Jego zdaniem, nie ma dowodów, aby maseczki przynosiły korzyści. "Wręcz przeciwnie - są dowody, że nieprawidłowe użycie masek wyrządza szkody" - ocenił Mike Ryan.
Podobne zalecenia wydało także polskie Ministerstwo Zdrowia "W tej chwili skala zachorowań nie jest tak duża, żebyśmy rekomendowali noszenie masek przez zwykłych obywateli" - stwierdził minister Łukasz Szumowski.

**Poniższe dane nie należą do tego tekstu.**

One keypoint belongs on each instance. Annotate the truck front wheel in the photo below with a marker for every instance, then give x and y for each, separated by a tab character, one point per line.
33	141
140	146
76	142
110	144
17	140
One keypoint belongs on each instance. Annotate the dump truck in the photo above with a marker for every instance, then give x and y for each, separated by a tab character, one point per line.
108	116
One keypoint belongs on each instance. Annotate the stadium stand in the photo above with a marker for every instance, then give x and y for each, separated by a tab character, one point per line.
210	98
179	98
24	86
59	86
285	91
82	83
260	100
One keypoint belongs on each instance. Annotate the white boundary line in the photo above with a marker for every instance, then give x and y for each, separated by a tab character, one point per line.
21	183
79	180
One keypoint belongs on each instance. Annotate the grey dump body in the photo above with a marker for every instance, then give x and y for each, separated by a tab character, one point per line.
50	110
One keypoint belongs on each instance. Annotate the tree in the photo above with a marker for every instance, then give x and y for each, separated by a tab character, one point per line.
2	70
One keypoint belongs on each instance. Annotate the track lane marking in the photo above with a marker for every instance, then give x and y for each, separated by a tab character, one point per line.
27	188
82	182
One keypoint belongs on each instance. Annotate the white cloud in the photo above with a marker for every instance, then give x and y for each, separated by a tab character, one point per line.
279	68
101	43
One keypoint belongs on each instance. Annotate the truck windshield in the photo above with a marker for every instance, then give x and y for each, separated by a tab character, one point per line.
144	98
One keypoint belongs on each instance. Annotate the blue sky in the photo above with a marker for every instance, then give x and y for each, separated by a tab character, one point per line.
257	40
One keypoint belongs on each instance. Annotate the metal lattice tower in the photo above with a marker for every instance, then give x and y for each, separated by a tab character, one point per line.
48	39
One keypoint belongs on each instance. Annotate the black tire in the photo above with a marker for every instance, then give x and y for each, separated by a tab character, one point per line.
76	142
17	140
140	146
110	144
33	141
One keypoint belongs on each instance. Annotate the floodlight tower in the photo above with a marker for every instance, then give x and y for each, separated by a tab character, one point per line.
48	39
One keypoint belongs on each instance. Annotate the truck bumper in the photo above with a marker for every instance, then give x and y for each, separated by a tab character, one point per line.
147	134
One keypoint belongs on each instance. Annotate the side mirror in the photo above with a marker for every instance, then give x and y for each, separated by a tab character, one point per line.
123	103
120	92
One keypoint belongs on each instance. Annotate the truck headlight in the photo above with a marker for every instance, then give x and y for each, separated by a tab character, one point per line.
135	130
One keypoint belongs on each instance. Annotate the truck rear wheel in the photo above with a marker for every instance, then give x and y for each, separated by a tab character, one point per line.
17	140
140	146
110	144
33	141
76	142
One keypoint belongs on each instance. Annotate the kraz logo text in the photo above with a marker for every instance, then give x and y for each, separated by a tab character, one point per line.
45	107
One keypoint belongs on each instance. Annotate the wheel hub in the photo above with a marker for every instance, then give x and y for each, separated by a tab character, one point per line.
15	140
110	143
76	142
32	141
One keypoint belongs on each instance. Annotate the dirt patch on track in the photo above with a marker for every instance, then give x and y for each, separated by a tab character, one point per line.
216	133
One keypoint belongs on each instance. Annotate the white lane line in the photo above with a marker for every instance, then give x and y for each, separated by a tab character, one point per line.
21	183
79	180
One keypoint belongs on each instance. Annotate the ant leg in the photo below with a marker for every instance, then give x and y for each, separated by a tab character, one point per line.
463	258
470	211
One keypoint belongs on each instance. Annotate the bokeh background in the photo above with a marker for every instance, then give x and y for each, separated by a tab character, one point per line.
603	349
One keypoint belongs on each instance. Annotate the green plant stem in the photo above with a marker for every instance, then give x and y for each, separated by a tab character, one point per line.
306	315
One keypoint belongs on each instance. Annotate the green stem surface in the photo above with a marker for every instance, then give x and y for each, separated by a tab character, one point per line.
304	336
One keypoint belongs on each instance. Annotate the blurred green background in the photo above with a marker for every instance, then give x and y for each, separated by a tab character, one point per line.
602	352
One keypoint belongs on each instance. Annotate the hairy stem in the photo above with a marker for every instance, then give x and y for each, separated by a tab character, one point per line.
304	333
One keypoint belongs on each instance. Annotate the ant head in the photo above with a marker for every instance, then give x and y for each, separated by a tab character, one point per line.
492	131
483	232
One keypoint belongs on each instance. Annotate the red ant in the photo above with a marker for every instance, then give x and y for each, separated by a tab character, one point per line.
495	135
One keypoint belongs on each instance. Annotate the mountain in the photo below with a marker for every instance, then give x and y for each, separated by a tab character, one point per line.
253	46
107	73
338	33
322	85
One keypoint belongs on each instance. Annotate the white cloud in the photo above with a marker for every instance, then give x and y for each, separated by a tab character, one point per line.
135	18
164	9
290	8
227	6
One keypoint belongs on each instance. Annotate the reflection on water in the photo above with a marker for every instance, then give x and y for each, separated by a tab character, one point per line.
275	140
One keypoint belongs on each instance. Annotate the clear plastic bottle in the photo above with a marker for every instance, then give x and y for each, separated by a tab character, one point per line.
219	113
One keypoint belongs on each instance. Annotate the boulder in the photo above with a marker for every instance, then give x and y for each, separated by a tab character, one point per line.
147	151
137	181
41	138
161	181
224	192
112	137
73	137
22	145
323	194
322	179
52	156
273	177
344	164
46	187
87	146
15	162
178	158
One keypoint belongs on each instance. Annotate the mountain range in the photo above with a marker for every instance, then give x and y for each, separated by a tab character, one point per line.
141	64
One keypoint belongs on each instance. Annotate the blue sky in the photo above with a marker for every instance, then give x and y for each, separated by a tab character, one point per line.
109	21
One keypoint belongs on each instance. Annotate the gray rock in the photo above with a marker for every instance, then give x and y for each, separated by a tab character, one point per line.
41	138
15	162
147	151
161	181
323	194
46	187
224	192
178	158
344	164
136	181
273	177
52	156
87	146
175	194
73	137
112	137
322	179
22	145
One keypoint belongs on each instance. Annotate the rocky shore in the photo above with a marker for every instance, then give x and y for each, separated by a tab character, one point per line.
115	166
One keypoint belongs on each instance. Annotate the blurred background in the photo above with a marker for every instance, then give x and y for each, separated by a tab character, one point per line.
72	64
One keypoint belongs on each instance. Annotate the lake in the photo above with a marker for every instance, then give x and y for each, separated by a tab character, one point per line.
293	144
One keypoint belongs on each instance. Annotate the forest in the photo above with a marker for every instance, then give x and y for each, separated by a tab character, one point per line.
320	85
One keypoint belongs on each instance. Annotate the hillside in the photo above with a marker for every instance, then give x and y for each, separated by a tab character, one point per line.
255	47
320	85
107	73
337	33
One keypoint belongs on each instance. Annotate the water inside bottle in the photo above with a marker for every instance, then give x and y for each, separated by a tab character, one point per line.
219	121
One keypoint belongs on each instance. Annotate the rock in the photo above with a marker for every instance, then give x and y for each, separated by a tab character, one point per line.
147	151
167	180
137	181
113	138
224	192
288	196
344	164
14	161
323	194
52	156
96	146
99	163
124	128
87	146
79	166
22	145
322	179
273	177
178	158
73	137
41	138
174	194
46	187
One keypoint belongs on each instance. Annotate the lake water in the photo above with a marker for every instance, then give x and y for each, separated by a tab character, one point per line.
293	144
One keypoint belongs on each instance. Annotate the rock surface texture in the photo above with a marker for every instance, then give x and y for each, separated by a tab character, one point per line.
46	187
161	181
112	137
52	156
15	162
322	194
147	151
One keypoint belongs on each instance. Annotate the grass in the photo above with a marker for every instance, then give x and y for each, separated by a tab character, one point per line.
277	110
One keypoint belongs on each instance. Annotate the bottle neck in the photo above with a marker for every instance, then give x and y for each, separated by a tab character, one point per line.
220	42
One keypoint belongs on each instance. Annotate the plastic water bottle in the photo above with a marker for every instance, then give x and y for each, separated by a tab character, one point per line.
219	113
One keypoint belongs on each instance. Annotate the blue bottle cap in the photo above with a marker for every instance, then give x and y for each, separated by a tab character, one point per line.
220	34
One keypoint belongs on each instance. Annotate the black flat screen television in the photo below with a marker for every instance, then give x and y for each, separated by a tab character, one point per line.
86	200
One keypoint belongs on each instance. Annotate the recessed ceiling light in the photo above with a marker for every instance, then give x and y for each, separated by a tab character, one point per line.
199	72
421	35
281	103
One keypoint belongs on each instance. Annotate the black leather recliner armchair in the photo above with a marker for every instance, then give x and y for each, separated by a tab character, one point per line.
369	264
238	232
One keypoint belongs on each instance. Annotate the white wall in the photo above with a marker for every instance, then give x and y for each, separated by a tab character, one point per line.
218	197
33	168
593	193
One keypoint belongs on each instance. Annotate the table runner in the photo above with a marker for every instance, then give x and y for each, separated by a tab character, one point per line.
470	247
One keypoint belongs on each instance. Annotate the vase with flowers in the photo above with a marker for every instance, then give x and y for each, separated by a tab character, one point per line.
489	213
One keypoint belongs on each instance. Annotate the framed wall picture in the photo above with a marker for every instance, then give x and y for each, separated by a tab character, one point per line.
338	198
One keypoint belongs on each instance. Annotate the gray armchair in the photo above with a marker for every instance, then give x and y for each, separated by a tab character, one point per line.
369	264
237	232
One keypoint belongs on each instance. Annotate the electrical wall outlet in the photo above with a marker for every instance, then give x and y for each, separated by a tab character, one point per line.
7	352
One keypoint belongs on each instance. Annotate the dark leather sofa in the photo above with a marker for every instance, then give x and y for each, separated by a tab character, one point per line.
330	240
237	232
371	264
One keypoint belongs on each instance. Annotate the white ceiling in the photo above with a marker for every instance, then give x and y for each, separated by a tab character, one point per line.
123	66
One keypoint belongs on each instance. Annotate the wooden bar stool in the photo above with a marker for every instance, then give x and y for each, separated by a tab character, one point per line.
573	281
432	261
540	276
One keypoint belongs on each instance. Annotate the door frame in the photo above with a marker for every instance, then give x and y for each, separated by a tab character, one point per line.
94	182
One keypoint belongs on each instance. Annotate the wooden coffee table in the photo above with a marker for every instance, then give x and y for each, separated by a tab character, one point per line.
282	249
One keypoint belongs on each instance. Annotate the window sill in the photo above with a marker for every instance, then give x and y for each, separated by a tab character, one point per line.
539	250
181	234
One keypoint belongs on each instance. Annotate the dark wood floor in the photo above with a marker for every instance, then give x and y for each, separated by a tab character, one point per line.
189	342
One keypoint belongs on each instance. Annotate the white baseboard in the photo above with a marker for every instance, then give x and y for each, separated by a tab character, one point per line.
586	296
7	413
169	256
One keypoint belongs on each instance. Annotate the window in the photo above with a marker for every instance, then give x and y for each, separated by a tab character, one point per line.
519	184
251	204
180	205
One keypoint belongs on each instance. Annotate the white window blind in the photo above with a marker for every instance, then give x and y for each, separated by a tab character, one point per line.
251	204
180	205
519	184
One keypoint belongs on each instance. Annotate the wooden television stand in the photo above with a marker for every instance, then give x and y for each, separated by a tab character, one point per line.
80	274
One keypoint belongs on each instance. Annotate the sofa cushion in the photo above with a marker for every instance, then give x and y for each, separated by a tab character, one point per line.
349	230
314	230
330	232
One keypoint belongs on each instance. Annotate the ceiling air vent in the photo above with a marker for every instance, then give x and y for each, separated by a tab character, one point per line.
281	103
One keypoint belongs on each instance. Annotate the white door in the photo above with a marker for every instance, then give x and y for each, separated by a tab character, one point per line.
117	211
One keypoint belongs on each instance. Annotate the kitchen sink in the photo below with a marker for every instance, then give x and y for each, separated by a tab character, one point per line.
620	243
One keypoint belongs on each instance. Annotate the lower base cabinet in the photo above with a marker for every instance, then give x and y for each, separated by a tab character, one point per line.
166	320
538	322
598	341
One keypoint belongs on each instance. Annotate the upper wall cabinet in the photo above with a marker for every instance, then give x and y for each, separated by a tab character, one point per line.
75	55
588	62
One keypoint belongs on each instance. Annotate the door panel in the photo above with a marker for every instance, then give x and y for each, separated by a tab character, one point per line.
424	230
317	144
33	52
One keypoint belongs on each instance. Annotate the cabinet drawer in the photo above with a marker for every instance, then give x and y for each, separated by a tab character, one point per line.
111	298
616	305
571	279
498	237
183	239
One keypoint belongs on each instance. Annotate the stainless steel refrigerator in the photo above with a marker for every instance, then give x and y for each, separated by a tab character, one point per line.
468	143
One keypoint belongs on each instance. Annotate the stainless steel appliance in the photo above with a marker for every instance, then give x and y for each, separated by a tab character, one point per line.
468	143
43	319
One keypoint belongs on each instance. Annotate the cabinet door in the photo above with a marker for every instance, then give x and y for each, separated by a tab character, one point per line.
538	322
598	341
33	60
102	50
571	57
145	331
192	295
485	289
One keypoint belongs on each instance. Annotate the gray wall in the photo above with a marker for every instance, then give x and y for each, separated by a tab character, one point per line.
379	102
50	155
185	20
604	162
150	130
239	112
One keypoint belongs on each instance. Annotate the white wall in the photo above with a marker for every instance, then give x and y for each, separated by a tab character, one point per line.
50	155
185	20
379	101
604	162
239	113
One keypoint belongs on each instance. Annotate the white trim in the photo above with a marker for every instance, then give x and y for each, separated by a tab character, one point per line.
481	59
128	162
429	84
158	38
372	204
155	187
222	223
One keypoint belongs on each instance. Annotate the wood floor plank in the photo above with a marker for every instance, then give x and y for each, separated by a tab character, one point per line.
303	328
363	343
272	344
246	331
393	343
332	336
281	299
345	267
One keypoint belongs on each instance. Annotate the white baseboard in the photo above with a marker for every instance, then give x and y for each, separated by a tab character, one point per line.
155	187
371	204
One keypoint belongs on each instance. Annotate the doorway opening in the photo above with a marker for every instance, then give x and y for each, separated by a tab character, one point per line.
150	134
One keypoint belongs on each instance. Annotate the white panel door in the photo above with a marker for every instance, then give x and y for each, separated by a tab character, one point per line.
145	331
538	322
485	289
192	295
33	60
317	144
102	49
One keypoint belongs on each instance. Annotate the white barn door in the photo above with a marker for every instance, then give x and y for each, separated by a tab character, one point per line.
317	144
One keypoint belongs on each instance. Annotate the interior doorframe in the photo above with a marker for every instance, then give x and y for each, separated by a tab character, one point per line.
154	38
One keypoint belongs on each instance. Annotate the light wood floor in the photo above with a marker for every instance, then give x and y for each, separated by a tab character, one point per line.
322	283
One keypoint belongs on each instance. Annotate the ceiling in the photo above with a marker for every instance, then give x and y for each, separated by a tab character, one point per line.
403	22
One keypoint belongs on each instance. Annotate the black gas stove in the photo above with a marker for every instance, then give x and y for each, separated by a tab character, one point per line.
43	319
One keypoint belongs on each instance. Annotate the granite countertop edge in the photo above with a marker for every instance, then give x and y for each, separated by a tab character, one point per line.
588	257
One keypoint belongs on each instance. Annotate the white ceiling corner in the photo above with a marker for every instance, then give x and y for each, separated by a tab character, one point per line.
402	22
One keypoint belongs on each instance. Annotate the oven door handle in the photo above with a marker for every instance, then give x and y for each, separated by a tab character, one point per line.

"Używaj maseczek tylko wtedy, gdy masz objawy ze strony układu oddechowego (kaszel lub kichanie), podejrzewasz u siebie infekcję SARS-Cov-2 przebiegającą z łagodnymi objawami lub opiekujesz się osobą z podejrzeniem infekcji SARS-Cov-2" - brzmi oficjalna rekomendacja MZ.
Nie każdy zgadza się z WHO
Nie każdy kraj respektuje jednak zasady, jakie ogłosiła WHO. Czechy i Słowacja wprowadziły nakaz noszenia maseczek. Od 1 kwietnia także Austria dołączyła do listy państw z podobnym nakazem, stosowanym jednak tylko w supermarketach.
Nakaz noszenia masek w placówkach handlowych i miejscach publicznych chce także wprowadzić jedno z niemieckich miast - informuje Deutsche Welle.
Źródło patogenu
George Gao wypowiedział się także w temacie źródła koronawirusa i poszukiwania skutecznego leku.
Zdaniem eksperta, nie można uznać, że chińska populacja nabyła już grupową odporność. Naukowiec zapowiedział także, że w kwietniu zostaną opublikowane wyniki badań klinicznych nad zastosowaniem leku remdesivir w leczeniu COVID-19. Lek ten był dotąd stosowany w leczeniu m.in. Eboli.
Pytany o źródło patogenu, wskazał, że targ dzikich zwierząt w Wuhanie mógł być nie tyle pierwotnym źródłem koronawirusa, ile miejscem jego namnożenia.